Con más de una década de esfuerzos para salvar ciervos, Pereira sabe que sin el respaldo de aquellas personas cuyas acciones podrían impactar un lugar, no hay conservación. Incluso, advierte, para que los gobiernos escuchen motivos, la sociedad debe estar informada e involucrada. Mario Beade coincide con esta postura. “La única forma de hacer conservaciones es con la comunidad, en compañía y convencimiento”.
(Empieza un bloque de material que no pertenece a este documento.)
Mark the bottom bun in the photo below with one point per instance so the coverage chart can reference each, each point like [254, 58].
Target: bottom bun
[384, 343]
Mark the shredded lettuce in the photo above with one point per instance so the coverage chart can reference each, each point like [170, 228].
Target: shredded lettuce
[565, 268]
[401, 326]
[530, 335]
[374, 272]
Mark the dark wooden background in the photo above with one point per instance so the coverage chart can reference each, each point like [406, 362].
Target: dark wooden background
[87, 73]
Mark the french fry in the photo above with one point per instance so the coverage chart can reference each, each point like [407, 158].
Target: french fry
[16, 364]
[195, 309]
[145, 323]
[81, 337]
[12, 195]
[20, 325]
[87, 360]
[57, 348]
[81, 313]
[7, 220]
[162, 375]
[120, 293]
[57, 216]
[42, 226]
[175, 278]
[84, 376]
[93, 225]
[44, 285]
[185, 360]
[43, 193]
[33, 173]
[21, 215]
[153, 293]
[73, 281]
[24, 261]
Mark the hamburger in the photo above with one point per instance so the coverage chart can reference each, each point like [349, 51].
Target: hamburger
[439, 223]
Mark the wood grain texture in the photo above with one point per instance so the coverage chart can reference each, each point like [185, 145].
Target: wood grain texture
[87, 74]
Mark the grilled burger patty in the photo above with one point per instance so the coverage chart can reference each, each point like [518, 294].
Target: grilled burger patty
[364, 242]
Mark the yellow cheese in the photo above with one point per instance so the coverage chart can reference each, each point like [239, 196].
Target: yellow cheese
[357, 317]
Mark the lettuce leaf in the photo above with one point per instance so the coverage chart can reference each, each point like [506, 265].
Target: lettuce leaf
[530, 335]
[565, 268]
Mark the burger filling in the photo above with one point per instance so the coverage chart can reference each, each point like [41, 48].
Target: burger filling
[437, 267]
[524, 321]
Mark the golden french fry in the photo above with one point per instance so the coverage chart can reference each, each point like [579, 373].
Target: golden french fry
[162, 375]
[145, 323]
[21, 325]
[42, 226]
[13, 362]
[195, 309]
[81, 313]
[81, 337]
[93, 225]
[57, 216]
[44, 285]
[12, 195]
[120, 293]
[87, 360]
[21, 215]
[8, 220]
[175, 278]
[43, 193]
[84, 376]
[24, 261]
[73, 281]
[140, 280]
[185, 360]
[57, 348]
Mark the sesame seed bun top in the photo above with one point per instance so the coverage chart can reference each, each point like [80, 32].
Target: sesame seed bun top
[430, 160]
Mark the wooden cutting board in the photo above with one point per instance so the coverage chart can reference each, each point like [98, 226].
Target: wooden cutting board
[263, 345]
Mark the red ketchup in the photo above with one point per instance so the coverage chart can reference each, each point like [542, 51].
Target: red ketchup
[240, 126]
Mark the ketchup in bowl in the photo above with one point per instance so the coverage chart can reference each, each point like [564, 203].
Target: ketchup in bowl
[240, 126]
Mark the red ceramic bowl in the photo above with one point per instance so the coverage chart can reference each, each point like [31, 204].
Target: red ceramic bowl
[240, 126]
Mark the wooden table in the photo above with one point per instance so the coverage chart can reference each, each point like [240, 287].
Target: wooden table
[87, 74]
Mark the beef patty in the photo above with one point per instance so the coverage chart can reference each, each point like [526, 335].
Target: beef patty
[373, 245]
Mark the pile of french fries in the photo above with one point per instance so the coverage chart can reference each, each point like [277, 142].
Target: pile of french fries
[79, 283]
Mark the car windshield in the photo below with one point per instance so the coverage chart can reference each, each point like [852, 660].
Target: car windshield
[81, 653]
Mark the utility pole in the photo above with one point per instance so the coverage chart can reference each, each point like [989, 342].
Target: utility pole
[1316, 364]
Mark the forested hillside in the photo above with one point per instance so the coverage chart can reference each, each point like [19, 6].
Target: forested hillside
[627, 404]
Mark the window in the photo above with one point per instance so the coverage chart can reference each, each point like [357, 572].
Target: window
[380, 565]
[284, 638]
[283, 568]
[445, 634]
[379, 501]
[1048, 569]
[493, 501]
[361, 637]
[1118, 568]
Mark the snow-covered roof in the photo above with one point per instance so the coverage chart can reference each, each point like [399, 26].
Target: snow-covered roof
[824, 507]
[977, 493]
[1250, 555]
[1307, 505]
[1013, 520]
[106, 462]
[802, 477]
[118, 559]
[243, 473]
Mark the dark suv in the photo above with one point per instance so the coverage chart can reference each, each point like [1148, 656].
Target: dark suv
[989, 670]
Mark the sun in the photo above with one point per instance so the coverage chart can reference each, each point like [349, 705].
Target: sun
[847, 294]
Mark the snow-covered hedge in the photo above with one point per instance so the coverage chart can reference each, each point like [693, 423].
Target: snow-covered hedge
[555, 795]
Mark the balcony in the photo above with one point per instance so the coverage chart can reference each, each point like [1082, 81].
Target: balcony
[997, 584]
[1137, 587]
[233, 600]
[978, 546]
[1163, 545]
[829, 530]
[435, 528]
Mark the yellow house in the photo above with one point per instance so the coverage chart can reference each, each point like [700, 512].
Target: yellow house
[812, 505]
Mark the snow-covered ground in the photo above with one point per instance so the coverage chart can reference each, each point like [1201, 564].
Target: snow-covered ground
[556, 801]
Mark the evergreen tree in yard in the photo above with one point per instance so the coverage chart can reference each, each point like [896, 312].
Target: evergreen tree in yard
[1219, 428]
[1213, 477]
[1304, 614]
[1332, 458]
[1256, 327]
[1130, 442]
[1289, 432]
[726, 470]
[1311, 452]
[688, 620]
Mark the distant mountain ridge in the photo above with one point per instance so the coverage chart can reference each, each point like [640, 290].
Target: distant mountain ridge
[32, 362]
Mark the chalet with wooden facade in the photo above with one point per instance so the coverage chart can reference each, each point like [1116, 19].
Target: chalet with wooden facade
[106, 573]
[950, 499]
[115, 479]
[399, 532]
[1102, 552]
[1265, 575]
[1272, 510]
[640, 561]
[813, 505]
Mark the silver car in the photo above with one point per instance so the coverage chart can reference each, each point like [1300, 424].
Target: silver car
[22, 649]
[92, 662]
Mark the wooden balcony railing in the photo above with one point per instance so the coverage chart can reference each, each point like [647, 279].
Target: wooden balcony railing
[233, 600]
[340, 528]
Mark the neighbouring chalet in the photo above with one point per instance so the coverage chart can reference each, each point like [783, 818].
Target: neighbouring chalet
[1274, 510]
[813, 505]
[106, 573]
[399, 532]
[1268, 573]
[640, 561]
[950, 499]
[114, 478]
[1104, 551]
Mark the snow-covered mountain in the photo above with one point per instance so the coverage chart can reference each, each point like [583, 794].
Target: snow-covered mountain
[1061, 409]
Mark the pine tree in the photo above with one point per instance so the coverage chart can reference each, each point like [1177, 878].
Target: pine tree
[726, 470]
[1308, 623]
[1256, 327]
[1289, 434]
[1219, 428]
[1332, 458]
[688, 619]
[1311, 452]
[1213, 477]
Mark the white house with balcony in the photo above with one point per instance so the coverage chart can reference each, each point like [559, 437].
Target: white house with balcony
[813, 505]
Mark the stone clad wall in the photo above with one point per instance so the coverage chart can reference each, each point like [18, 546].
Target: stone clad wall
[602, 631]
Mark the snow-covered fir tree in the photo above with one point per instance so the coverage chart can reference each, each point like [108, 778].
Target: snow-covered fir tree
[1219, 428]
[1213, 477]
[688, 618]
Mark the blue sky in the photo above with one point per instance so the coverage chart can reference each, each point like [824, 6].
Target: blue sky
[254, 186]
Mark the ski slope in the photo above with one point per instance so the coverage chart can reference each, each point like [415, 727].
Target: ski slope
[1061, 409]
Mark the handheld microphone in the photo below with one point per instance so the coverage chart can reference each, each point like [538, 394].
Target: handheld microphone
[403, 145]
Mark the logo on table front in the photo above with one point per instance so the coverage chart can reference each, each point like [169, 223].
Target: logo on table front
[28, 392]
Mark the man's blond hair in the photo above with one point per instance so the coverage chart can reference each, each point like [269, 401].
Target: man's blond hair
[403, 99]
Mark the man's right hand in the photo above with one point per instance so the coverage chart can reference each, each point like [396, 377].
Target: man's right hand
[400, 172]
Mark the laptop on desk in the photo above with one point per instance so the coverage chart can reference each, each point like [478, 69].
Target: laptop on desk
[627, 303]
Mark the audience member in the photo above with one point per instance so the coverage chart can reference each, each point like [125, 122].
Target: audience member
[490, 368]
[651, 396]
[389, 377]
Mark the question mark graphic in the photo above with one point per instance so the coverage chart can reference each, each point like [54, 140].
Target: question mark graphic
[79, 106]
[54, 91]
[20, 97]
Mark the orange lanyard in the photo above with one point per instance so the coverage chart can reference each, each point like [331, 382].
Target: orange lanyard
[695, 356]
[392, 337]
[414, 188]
En la bahía de Samborombón, agrega, ganarse la confianza de pescadores y trabajadores del campo supuso mucho tiempo y esfuerzo. “Fue una tarea continua. En la conservación, decía mi abuela, si uno no quiere, dos no pueden”. Luego de años de aprendizaje, el plan de conservación del parque es tan amplio que incluye manejo de pastizales, ya que el venado come los brotes tiernos posteriores a los cortes o quemas.

Por su parte, además de generar insumos de investigación para sustentar acciones de conservación basadas en datos, el Proyecto Pantano cuenta con educación ambiental a cargo de personas originarias del delta del Paraná, comunicación social para generar empatía por la especie y diseño de estrategias para reconciliar la conservación del ciervo con la producción forestal en la región, que es la principal actividad económica del Bajo Delta.